The rest of the volume delves into the nitty gritty of how homes work or fail to work. This enquiry into the function and practices of today’s homes adopts “the broader conception of the home, including people (the family), place (the housing), environment (neighborhood, city, town), and society” and considers its “multifaceted dimensions: anthropological, ethical, economic, political, social, psychological, and spatial.”  

Each of the three title aspects of the home – people, care and work – serves to organize a section in the volume, each introduced by a feature article. Part one regards care in various forms: caring for others, in particular vulnerable groups like children, elderly or the sick, caring for food, health and sustainable housing. Part two considers people and the ways in which they contribute to the home, with special consideration for children, the elderly, the disabled, and caregivers. The third section treats work in the broad sense of activities to which people devote themselves in the home, this goes beyond family or domestic worker chores and the on-demand economy and working from home to include shared leisure and communication. 

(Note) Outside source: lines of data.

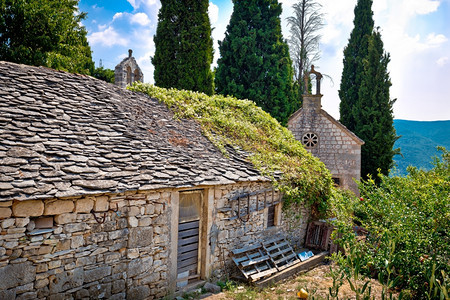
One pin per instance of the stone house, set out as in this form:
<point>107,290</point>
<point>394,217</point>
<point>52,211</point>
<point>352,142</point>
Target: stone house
<point>336,146</point>
<point>127,71</point>
<point>103,194</point>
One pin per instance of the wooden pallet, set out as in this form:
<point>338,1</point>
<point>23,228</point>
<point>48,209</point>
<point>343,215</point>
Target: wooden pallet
<point>263,259</point>
<point>281,253</point>
<point>253,262</point>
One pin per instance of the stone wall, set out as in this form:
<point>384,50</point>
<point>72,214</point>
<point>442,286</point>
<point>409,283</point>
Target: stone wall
<point>336,147</point>
<point>80,257</point>
<point>127,72</point>
<point>119,246</point>
<point>229,233</point>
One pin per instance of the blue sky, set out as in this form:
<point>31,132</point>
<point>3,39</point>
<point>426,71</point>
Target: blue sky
<point>416,33</point>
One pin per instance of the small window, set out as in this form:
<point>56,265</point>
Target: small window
<point>137,76</point>
<point>336,181</point>
<point>43,223</point>
<point>310,140</point>
<point>271,216</point>
<point>129,75</point>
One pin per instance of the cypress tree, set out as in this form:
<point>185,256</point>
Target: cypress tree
<point>374,121</point>
<point>354,53</point>
<point>366,107</point>
<point>255,62</point>
<point>45,33</point>
<point>184,47</point>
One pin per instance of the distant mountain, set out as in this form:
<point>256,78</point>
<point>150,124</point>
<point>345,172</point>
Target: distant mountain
<point>418,142</point>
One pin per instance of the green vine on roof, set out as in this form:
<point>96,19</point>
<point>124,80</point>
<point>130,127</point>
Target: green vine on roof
<point>273,149</point>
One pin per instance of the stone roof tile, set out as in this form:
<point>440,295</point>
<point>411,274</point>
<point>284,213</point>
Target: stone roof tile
<point>65,135</point>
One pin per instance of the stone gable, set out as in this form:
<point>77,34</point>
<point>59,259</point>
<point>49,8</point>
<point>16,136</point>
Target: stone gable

The editors consider the home as “a multipurpose organization whose tasks include reproduction; nutrition; learning and socialization of children; production of goods and services; care for the sick and elderly; provision of physical, psychological and ontological security; and a means for the acquisition of a social identity”. Yet, the home “has a ‘purpose’ which is not the sum of different services, no matter how important they may be, but the development and flourishing of the person.”

Argandoña expands:

Home is a word with many meanings, because it has many dimensions. It is a physical space of residence; it is the environment of domestic life; it is a comunity of people who live together. The recent COVID-19 pandemic has revealed that its functions overlap with those of other institutions. It is also a place of refuge and defense; a common service center; a place where much work is done, including remunerated jobs; and a space in which our vulnerabilities find relief. Of course, other institutions sometimes assume some of these functions, making the home appear of secondary importance, or even redundant. However, the home is unique because of the type of relationships that take place within it. They are not give-and-take relationships or exchanges of equivalents, as in the market, but rather are relationships of generosity, in which today some give without expecting anything in return, with the assurance that at another time they will receive something quite unlike what they gave – often something priceless.